一般的な日本人にとって「宗教」は、日常会話のなかで話題にされにくいテーマであり、実際に熱心な宗教活動を行なっている人でもカミングアウトしにくい雰囲気があります。宗教人口統計の問題は、しばしば日本人の「重層信仰」の問題として分析されてきましたが、現実は「宗教」について語りにくい文化的な風土独特な「心性」が背景にあることを説明しました。


そして、フェルナン・ブローデルによる「歴史的時間の三類型」を紹介しながら、この授業では
中期持続:社会的な時間(文化の歴史)」に焦点をおいて、織豊政権以来の日本的な政教関係の成立を出発点として「日本人の宗教心性」の歴史的な起源について考えて行くプランを説明しました。

第2回と第3回の講義では、織田信長の宗教政策と信長から始まる日本的な政教関係の成立について考えます。


新しい文化とともに受容された、「仏教」を中心に成立した古代日本の国家は、「律令的国家仏教」と称される体制のもとで、つねに宗教的な権威を政治的な権威の上に置き、前者が後者を支えるかたちを取ってきました。このことは、「権門体制」と言われる貴族政治や武家政権のもとでも基本的に継承されていきます。

宗教的権威が優位にあるこの政教関係を逆転させたのは、応仁の乱以後の政治・社会・文化の混乱期を治め、新たな秩序を確立させた織田信長です。


信長が戦国時代の混乱を収拾し、天下統一を目指すなかで対峙せざるを得なかった宗教勢力には、大きく分けて次の二つのタイプがありました。〈A.かつて政治的権威を支えた宗教的権威をもとに領国化した宗教勢力〉〈B.新たな勢力による地方自治を支えた新しい宗教的権威〉です。どちらも信長の天下布武を阻害する大きな障壁になりました。

織田信長の宗教政策とその後の影響について考える場合には、これらの宗教勢力との対立を考慮する必要があります。


尾張国を統一した信長は、今川氏を破って勢力を拡大し、足利義昭を擁して京都に入ります。しかし、結果的に義昭と対立することになり、一時は京都を追われますが再起して天下統一の事業を推進します。この過程で義昭を追放して室町幕府を滅亡させ、旧来の政治的・宗教的権威を解体するとともに、地方自治を支える精神的支柱になっていた一向宗(浄土真宗)や法華宗(日蓮宗)などの新しい宗教勢力との対立を深めていきます。

信長は比叡山や高野山、興福寺など、朝廷や幕府と分かちがたく結びついてきた旧来の宗教的/政治的権威を徹底的に破壊し、一向宗や法華宗などの新しい宗教勢力と対峙しながら天下布武を成し遂げていきます。そして、荒木村重謀反の残党の処遇をめぐって高野山を包囲している最中に、本能寺でその生涯を終えます。

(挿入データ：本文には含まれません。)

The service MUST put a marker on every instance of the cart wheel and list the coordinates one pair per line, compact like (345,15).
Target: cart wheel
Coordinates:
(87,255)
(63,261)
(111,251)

しかし、信長を起点とする宗教的権威と政治的権威の新たな関係は、豊臣秀吉や徳川家康に受け継がれ、近世の日本に独特の政治と宗教の関係を形成していくことになります。信長の宗教政策の特色については、次のようにまとめることができるでしょう。

 織田信長の宗教政策の特色

     
 ①旧来の宗教的・政治的権威の徹底的破壊
  →比叡山焼き討ち・将軍の追放
 ②自治を支える新たな宗教運動の弾圧と攻略
  →一向宗や法華宗の制圧
 ③自己神格化・・・摠見寺の建立

それでは、信長は具体的にどのような宗教政策を打ち出したのでしょうか。次回の講義では、信長の宗教勢力への具体的な対応と独創的な宗教政策を紹介しながら、この時代から登場する新たな政教関係の性格について、さらに詳しく検討していきたいと思います。とくに③自己神格化について、次回の講義で詳しく紹介します。